Discussion:
[PATCH 0/1] add missing blkdev_issue_flush() to nilfs_sync_fs()
Andreas Rohner
2014-08-25 09:30:17 UTC
Permalink
Hi,

I do not know, if this patch is really necessary or not. I am not an
expert in how the BARRIER flag should be interpreted. So this patch is
more like a question, than a fix for any real bug.

Looking over the code I noticed, that nilfs_sync_file() gets called by
the fsync() syscall and it basically constructs a new partial segment
and calls blkdev_issue_flush().

nilfs_ioctl_sync(), which is used by the cleaner, also essentially works
the same way. It writes all the dirty files to disk and calls
blkdev_issue_flush().

nilfs_sync_fs() also writes out all the dirty files, but there is no
blkdev_issue_flush() at the end. At first I thought, that
nilfs_commit_super() may flush the block device anyway and therefore no
additional flush is necessary, but nilfs_sb_dirty(nilfs) is only set to
true if a new segment is started.

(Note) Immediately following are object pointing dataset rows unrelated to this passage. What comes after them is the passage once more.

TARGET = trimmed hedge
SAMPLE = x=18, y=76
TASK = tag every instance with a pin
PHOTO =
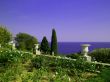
x=8, y=57
x=101, y=55
x=54, y=62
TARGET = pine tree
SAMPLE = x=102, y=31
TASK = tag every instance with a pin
x=45, y=45
x=53, y=43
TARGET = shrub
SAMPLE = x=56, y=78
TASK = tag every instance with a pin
x=101, y=55
x=74, y=56
x=53, y=63
x=8, y=57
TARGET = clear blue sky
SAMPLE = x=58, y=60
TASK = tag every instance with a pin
x=74, y=20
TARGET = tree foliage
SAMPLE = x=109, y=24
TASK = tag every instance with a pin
x=5, y=35
x=54, y=42
x=25, y=41
x=45, y=45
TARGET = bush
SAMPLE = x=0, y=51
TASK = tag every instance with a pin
x=5, y=35
x=53, y=63
x=101, y=55
x=8, y=57
x=74, y=56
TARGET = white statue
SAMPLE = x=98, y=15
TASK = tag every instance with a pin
x=36, y=47
x=85, y=51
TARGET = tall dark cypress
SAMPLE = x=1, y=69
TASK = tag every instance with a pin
x=54, y=43
x=45, y=45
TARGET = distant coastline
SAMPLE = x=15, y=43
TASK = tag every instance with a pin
x=74, y=47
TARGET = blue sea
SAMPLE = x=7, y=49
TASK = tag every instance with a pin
x=74, y=47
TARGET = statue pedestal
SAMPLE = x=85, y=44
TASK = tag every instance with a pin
x=85, y=51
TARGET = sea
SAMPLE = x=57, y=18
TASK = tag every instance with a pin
x=66, y=48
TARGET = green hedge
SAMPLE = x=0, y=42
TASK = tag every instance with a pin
x=13, y=56
x=101, y=55
x=54, y=63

So in the following scenario data
could be lost despite a call to sync():

1. Write out less data than a full segment
2. Call sync()
3. nilfs_sb_dirty() is false and nilfs_commit_super() is NOT called
4. Cut power to the device
5. Data loss

As I stated above, I am not sure if this is really necessary. Maybe I
have overlooked something obvious.

br,
Andreas Rohner


Andreas Rohner (1):
nilfs2: add missing blkdev_issue_flush() to nilfs_sync_fs()

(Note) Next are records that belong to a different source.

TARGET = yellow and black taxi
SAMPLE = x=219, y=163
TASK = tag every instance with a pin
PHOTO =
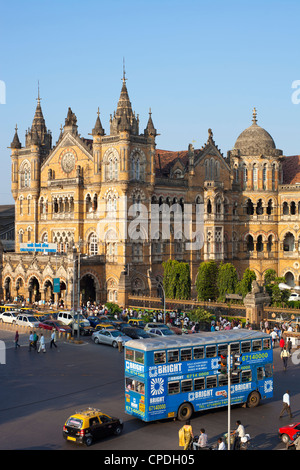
x=89, y=425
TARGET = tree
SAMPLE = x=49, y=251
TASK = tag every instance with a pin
x=206, y=283
x=245, y=285
x=177, y=280
x=227, y=280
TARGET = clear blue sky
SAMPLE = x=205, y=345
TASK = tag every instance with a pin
x=197, y=64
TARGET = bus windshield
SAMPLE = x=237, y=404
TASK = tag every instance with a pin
x=179, y=375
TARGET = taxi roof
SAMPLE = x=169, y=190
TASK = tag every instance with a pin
x=195, y=339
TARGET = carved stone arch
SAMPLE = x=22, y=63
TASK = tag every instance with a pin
x=111, y=151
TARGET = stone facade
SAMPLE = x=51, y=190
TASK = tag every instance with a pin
x=73, y=194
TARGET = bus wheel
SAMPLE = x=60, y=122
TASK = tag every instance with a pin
x=185, y=411
x=253, y=399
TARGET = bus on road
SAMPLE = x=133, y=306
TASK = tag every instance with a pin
x=177, y=375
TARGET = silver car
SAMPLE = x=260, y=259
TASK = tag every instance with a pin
x=110, y=337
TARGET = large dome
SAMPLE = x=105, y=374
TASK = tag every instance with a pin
x=254, y=140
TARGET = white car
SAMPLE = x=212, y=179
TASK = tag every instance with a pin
x=294, y=296
x=110, y=337
x=9, y=316
x=27, y=320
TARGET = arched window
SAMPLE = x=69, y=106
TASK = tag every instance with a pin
x=93, y=244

fs/nilfs2/super.c | 6 ++++++
1 file changed, 6 insertions(+)
--
2.1.0

--
To unsubscribe from this list: send the line "unsubscribe linux-nilfs" in
the body of a message to majordomo-***@public.gmane.org
More majordomo info at http://vger.kernel.org/majordomo-info.html
Andreas Rohner
2014-08-25 09:30:18 UTC
Permalink
This patch adds a call to blkdev_issue_flush() to nilfs_sync_fs(), which
is the nilfs implementation of the sync() syscall. If the BARRIER
mount option is set, both the nilfs implementation of fsync() and nilfs'
custom ioctl version of sync() used by the cleaner, use
blkdev_issue_flush() to guarantee that the data is written to the
underlying device. To get the same behaviour and guarantees for the
sync() syscall, blkdev_issue_flush() should also be called in
nilfs_sync_fs().

Signed-off-by: Andreas Rohner <andreas.rohner-***@public.gmane.org>
---
fs/nilfs2/super.c | 6 ++++++
1 file changed, 6 insertions(+)

diff --git a/fs/nilfs2/super.c b/fs/nilfs2/super.c
index 228f5bd..1f21e81 100644
--- a/fs/nilfs2/super.c
+++ b/fs/nilfs2/super.c
@@ -514,6 +514,12 @@ static int nilfs_sync_fs(struct super_block *sb, int wait)
}
up_write(&nilfs->ns_sem);

+ if (wait && !err && nilfs_test_opt(nilfs, BARRIER)) {
+ err = blkdev_issue_flush(sb->s_bdev, GFP_KERNEL, NULL);
+ if (err != -EIO)
+ err = 0;
+ }
+
return err;
}
--
2.1.0

--
To unsubscribe from this list: send the line "unsubscribe linux-nilfs" in
the body of a message to majordomo-***@public.gmane.org
More majordomo info at http://vger.kernel.org/majordomo-info.html
Ryusuke Konishi
2014-08-27 00:29:59 UTC
Permalink
Hi Andreas,
Post by Andreas Rohner
Hi,
I do not know, if this patch is really necessary or not. I am not an
expert in how the BARRIER flag should be interpreted. So this patch is
more like a question, than a fix for any real bug.
Looking over the code I noticed, that nilfs_sync_file() gets called by
the fsync() syscall and it basically constructs a new partial segment
and calls blkdev_issue_flush().
nilfs_ioctl_sync(), which is used by the cleaner, also essentially works
the same way. It writes all the dirty files to disk and calls
blkdev_issue_flush().
nilfs_sync_fs() also writes out all the dirty files, but there is no
blkdev_issue_flush() at the end. At first I thought, that
nilfs_commit_super() may flush the block device anyway and therefore no
additional flush is necessary, but nilfs_sb_dirty(nilfs) is only set to
true if a new segment is started. So in the following scenario data
1. Write out less data than a full segment
2. Call sync()
3. nilfs_sb_dirty() is false and nilfs_commit_super() is NOT called
4. Cut power to the device
5. Data loss
As I stated above, I am not sure if this is really necessary. Maybe I
have overlooked something obvious.
Your indication is right, we have a data integration issue for the
"nilfs_sb_dirty() is false" case in nilfs_sync_fs().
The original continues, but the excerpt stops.